Elisavet left them soon afterwards to go home and the three friends headed back to Island Farm Avenue. They stopped on Old Bridge to discuss the one subject on their minds.

‘Did you see that look?’

‘You can’t set too much store by a look,’ Cora argued.

It put Gwyn in a bad light if he was cheating on Fiona, because that made him too much like Les, who had come fresh into her memory after all these years and who they hadn’t thought much of at the time and thought even less of now.

‘Gwyn’s friendly with everyone. You know what he’s like. ’

‘Perhaps he’s heard about Fiona,’ Gladdie said.

‘Heard what?’

‘About her enjoying herself with in the cafe with a man. And she was enjoying herself, Cora, you can’t deny it.’

‘Never mind, I’m not going to interfere. It’s none of my business. It’s none of yours, either, Gladdie. Just saying.’

Gladdie grunted. ‘If you ask me, Elisavet suits him better than Fiona.’

‘I’m not asking you.’

‘What if she wants him to go back with her to the war zone, Cora?’ Megan asked. ‘That’s what she was drawing, wasn’t it, crowds running from the Serbs. Gwyn saw it straight away, which was quick of him. It was only when he mentioned May that I saw what it meant.’

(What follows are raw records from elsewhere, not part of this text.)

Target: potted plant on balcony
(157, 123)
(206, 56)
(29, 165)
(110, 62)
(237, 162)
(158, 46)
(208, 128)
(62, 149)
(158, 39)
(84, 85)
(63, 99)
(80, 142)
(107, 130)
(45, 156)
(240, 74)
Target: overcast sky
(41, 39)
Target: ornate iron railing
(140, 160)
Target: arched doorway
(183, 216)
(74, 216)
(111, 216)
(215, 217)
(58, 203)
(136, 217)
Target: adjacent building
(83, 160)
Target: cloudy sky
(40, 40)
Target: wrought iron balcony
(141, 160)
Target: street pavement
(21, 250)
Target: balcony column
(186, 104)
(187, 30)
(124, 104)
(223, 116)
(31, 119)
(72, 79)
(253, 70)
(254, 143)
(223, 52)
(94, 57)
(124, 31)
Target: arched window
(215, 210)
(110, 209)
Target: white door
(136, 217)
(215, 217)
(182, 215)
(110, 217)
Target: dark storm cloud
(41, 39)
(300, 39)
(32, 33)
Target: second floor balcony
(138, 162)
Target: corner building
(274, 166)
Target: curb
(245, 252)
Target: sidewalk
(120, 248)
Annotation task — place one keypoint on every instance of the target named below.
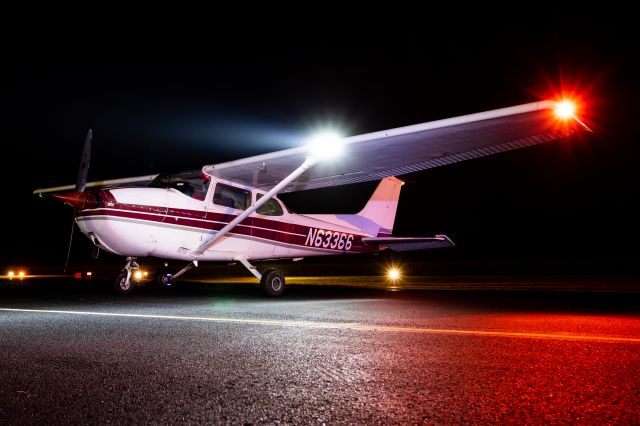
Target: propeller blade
(83, 171)
(78, 199)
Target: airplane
(230, 211)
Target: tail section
(379, 213)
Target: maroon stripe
(273, 230)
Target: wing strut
(308, 162)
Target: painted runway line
(341, 326)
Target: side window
(270, 208)
(230, 196)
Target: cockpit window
(230, 196)
(270, 208)
(193, 183)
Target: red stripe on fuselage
(273, 230)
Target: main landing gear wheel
(163, 279)
(272, 283)
(123, 282)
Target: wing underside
(411, 243)
(408, 149)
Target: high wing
(402, 150)
(393, 152)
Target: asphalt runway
(75, 353)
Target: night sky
(566, 202)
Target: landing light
(565, 109)
(325, 145)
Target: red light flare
(576, 99)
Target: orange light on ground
(393, 274)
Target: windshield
(193, 183)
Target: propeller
(81, 183)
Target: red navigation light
(565, 109)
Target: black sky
(567, 201)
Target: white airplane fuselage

‘It passed me by completely.’ Cora felt her stomach plummet at the thought. ‘So they weren’t shoppers going by in Dunraven Square?’ she asked hopefully. ‘After all, art can be anything you want it to be.’

‘Bless you,’ Megan said and gave her a kindly pat on the shoulder.

‘A war zone,’ Cora repeated. ‘I’m pretty dim sometimes.’ She expected Gladdie to make some smart remark, but she’d become thoughtful too.

‘Remember how we carried on through it all, acting normal? It was strange because in between the times when life wasn’t normal, it was perfectly normal, wasn’t it?’

‘It was imperfectly normal,’ Megan said.

Cora frowned. ‘Gwyn’s an adult,’ she pointed out.

‘He’s allowed to do what he wants.’ In theory, that was perfectly true, of course.

But the idea of him leaving was awful; it appalled her.

‘Anyway, her fiancé might have a change of heart. That was the whole point of me telling her about Enid, love against the odds, giving her a bit of hope, like.’

‘Ahhhh!’ Gladdie and Megan said in unison, enlightened. ‘Love against the odds!’

‘We wondered where you were going with it,’ Megan said.